This invention relates to a centrifugal clutch having an engine overspeed relief valve and, more particularly, to a clutch and relief valve which permit relatively quick disengagement of the clutch when engine overspeed occurs and modulation of the clutch pressure during clutch engagement, and which prevents engine stall.
In vehicles, hydraulically operated clutches are frequently used in which pairs of clutch plates constituting a clutch pack are frictionally engaged through the use of fluid pressure to apply torque from an engine output shaft to a transmission input shaft. One type of friction clutches is known as a centrifugal clutch in which a hydraulic fluid chamber is provided by two, spaced-apart annular members which rotate with a circular flywheel coupled to the engine. One of the annular members constitutes a piston which is slidable with respect to the other annular member to apply pressure on the clutch pack to engage the clutch or to disengage the clutch when the pressure is released. Hydraulic fluid is introduced to the fluid chamber and, as the two members rotate, a rotating torus of fluid formed by centrifugal force creates an axial force acting against the piston to slide the piston for clutch engagement and disengagement purposes.
The centrifugal clutch also has an overspeed relief valve which is carried by, for example, the piston. The relief valve is also responsive to centrifugal force to protect the engine from damage due to engine overspeed. When overspeed occurs, the relief valve opens to discharge the hydraulic fluid in the fluid chamber, thereby releasing the frictional contact of the clutch pack plates and disengaging the clutch. When the engine is below overspeed, the relief valve closes to allow the fluid chamber to fill with fluid whereby the piston slides to engage the clutch through frictional contact of the pack plates.

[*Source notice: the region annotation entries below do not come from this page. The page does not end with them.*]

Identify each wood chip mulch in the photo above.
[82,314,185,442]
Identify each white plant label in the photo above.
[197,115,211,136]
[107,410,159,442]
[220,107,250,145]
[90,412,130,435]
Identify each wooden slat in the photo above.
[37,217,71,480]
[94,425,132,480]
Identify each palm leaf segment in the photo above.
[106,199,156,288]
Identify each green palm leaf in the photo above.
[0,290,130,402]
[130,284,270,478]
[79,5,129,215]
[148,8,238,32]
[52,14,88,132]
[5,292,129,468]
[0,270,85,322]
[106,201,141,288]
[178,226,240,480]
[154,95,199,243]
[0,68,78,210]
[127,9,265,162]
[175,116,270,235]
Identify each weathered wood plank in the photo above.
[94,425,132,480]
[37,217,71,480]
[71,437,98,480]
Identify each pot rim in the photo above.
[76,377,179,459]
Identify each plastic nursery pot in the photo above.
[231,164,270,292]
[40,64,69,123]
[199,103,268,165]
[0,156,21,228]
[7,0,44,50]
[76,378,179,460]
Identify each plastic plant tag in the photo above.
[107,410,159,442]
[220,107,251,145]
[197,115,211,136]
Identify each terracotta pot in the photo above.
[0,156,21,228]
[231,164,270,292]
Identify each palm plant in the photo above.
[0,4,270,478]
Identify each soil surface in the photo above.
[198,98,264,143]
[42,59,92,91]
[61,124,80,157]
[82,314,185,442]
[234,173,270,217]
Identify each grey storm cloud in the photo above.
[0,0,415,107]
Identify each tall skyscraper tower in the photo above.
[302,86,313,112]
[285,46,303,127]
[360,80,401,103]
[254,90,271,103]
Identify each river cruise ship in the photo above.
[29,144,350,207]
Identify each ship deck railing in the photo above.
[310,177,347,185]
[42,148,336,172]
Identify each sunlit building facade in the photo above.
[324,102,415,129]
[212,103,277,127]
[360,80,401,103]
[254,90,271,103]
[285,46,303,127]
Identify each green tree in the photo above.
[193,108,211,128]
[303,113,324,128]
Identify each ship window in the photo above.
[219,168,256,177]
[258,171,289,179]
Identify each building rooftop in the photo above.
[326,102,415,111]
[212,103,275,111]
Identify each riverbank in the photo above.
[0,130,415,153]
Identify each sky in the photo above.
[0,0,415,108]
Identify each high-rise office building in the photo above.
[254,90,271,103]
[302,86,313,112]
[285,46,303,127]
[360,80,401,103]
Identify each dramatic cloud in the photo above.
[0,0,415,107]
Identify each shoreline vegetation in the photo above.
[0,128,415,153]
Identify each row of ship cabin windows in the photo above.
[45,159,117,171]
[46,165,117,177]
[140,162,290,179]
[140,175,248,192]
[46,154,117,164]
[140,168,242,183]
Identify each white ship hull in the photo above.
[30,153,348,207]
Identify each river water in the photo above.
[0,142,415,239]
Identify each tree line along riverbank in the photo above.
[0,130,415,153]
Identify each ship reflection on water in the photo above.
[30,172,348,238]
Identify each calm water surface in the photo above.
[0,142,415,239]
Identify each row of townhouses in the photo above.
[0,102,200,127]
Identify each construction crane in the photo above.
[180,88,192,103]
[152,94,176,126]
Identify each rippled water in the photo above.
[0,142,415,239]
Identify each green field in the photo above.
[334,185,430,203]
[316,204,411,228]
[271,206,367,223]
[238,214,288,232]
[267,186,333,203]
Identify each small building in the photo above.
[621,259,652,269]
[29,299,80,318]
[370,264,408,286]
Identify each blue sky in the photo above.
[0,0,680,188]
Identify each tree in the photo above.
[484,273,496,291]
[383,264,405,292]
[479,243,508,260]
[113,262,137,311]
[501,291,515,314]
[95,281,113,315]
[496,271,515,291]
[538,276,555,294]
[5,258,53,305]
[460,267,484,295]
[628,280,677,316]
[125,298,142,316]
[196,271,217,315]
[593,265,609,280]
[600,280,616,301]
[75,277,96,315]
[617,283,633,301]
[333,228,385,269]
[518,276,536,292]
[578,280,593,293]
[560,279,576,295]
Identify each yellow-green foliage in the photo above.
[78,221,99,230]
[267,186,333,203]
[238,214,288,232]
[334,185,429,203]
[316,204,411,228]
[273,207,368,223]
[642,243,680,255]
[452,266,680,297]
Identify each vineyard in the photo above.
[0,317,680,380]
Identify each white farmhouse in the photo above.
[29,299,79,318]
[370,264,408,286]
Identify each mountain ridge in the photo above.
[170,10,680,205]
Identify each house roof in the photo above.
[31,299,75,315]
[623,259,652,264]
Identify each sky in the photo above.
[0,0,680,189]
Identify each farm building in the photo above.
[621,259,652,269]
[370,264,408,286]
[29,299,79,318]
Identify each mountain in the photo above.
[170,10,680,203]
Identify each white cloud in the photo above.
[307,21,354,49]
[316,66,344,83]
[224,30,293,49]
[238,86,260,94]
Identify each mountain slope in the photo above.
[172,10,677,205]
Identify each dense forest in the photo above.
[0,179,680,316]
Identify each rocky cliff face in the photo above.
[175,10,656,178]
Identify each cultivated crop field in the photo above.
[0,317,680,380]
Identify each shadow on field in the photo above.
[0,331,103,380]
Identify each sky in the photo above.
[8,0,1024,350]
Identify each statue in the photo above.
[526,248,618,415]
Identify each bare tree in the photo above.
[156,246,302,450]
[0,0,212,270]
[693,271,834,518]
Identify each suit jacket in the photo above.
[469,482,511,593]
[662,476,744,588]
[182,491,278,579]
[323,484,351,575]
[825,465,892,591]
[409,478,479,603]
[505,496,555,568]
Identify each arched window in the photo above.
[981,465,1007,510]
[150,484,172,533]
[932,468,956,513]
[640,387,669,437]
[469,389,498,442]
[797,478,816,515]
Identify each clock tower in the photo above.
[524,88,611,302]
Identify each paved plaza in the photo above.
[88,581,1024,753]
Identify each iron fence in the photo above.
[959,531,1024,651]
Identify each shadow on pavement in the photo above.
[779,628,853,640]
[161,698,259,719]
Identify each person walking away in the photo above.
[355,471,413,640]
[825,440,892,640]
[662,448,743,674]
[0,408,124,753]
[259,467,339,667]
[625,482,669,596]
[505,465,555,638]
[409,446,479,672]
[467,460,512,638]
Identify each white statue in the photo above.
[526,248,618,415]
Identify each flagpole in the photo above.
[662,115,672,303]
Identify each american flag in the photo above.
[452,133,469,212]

While the prior centrifugal clutch having the relief valve performs satisfactorily, it does not necessarily provide as quick a response to engine overspeed as would be desirable for purposes of preventing engine damage. This is due in part to the time required for the relief valve to open when engine overspeed occurs and the time required to drain the fluid chamber once the relief valve is opened. Also, in such a prior centrifugal clutch, the flow rate of hydraulic fluid into the fluid chamber during clutch engagement is substantially constant. Since the flow rate at which the chamber is filled also determines the rate at which torque is applied from the engine output shaft to the transmission input shaft, there is substantially no control over the modulation of clutch pressure during engagement of the clutch.